Next, a silica film 62 made of SiO ₂ is formed in the same manner on the tantalum film 61 thus formed. Then, the tantalum film 61 and the silica film 62 are alternately formed, and several tens of layers are laminated so that the silica film 62 becomes a surface layer.
A titanium oxide film 63 is further formed at about 200 ° C. on the silica film 62 as a surface layer as a result of the lamination of several tens of layers. Further, on this titanium oxide film 63, a silica film 62 which is the outermost layer of the dielectric multilayer film 60 is formed.
Note that the dielectric multilayer film 70 of the elliptical reflector 12 is formed in substantially the same manner.
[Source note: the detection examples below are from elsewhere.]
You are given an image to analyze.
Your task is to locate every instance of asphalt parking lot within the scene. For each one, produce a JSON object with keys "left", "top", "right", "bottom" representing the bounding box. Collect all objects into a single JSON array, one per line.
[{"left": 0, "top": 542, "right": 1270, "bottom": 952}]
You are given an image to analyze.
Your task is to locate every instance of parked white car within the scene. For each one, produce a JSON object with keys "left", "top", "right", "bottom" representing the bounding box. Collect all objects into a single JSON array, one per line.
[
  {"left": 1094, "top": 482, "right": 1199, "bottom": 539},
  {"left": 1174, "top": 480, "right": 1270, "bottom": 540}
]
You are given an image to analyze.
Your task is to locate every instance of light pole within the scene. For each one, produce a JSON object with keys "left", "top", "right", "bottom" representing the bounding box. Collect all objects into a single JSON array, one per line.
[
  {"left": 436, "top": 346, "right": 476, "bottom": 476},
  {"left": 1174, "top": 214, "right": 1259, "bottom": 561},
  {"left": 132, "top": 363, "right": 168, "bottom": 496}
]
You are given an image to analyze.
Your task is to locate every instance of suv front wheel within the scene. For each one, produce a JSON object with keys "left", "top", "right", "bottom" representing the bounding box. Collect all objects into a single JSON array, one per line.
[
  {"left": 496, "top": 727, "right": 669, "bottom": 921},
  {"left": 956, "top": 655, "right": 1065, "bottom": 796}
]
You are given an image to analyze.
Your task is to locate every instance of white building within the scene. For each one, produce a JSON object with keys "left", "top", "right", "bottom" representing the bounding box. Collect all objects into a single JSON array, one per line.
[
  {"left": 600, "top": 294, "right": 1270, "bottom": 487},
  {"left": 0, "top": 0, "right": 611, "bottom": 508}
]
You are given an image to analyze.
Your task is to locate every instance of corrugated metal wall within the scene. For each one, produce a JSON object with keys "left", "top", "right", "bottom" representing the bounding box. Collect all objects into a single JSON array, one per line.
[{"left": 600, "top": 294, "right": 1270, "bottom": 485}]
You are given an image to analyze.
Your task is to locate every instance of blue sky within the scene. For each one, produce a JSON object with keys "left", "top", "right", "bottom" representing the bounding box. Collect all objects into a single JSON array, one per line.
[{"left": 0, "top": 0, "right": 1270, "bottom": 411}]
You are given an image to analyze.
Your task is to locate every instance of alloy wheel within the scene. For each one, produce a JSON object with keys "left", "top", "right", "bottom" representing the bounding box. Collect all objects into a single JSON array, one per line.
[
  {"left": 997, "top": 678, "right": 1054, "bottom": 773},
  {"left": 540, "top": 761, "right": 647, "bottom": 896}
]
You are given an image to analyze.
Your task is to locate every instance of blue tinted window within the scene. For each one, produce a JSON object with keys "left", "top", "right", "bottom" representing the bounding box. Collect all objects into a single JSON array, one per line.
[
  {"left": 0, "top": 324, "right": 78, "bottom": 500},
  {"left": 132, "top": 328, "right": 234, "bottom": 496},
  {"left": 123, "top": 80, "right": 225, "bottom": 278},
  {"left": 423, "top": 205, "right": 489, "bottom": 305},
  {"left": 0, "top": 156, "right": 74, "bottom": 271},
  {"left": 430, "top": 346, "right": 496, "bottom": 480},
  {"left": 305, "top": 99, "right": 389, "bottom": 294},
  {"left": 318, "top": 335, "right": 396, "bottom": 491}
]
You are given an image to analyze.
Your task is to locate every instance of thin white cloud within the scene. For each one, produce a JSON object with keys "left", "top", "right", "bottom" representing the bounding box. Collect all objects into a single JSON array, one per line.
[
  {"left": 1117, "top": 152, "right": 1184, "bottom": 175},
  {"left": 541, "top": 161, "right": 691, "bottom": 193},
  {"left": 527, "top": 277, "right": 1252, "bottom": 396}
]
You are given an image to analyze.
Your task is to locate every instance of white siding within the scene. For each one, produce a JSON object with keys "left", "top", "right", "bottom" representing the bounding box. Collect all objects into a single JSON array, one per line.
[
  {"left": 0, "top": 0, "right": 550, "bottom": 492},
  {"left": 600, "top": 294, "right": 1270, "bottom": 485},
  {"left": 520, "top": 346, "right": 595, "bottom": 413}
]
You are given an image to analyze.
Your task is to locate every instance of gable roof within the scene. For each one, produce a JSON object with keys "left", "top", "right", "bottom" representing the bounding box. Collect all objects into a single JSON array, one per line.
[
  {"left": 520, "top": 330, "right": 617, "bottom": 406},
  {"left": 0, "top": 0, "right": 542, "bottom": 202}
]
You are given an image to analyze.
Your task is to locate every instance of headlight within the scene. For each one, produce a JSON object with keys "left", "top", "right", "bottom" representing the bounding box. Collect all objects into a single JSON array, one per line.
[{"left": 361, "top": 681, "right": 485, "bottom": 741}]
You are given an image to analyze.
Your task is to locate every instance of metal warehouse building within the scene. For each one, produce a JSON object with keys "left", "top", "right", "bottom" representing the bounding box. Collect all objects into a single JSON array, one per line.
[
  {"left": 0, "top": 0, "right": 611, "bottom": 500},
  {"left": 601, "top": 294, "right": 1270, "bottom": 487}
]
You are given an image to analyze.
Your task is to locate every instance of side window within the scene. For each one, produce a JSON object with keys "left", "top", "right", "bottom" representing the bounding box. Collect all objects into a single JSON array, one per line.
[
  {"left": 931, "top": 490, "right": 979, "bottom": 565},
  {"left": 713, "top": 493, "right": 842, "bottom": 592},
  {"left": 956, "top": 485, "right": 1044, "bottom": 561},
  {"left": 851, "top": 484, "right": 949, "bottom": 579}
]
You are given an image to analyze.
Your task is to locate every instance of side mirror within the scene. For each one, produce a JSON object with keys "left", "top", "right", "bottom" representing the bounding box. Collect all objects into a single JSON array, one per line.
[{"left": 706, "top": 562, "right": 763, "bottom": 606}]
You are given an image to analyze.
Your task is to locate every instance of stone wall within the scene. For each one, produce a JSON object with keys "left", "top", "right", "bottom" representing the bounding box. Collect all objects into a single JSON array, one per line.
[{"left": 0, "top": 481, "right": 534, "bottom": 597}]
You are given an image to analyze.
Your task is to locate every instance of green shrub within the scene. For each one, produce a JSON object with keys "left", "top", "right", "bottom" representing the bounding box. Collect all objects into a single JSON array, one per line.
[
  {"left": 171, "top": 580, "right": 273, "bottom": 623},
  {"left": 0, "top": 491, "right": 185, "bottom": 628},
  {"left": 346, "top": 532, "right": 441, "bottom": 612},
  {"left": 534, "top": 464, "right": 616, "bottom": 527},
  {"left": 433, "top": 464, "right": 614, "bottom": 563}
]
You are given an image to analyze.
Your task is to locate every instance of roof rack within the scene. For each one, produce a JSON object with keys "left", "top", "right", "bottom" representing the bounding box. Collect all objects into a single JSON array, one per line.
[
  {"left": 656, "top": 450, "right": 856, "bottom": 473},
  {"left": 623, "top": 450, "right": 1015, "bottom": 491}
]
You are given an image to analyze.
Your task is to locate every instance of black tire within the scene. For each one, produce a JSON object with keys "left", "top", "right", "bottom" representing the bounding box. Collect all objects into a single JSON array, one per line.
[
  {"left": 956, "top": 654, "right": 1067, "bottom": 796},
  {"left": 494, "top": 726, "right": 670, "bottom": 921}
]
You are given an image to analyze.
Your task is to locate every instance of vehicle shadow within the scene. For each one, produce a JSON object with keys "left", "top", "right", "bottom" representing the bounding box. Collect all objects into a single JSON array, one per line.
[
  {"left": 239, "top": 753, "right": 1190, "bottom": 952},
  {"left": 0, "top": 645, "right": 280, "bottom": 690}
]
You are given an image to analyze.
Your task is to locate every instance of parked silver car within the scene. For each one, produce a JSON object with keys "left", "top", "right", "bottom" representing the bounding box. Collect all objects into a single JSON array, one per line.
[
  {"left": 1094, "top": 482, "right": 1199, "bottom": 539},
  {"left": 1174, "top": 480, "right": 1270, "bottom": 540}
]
As a result, the dielectric multilayer films 60 and 70 are formed in order from the outermost layer, silica films 62 and 72, titanium oxide films 63 and 73, silica films 62 and 72, tantalum films 61 and 71, silica films 62 and 72, and tantalum films. 61, 71 ... Omitted in the middle (silica films 62, 72 and tantalum films 61, 71 alternately) ... bases of silica films 62, 72, tantalum films 61, 71, sub-reflector 13 and elliptical reflector 12 The material inner peripheral surfaces 130 and 122B are formed.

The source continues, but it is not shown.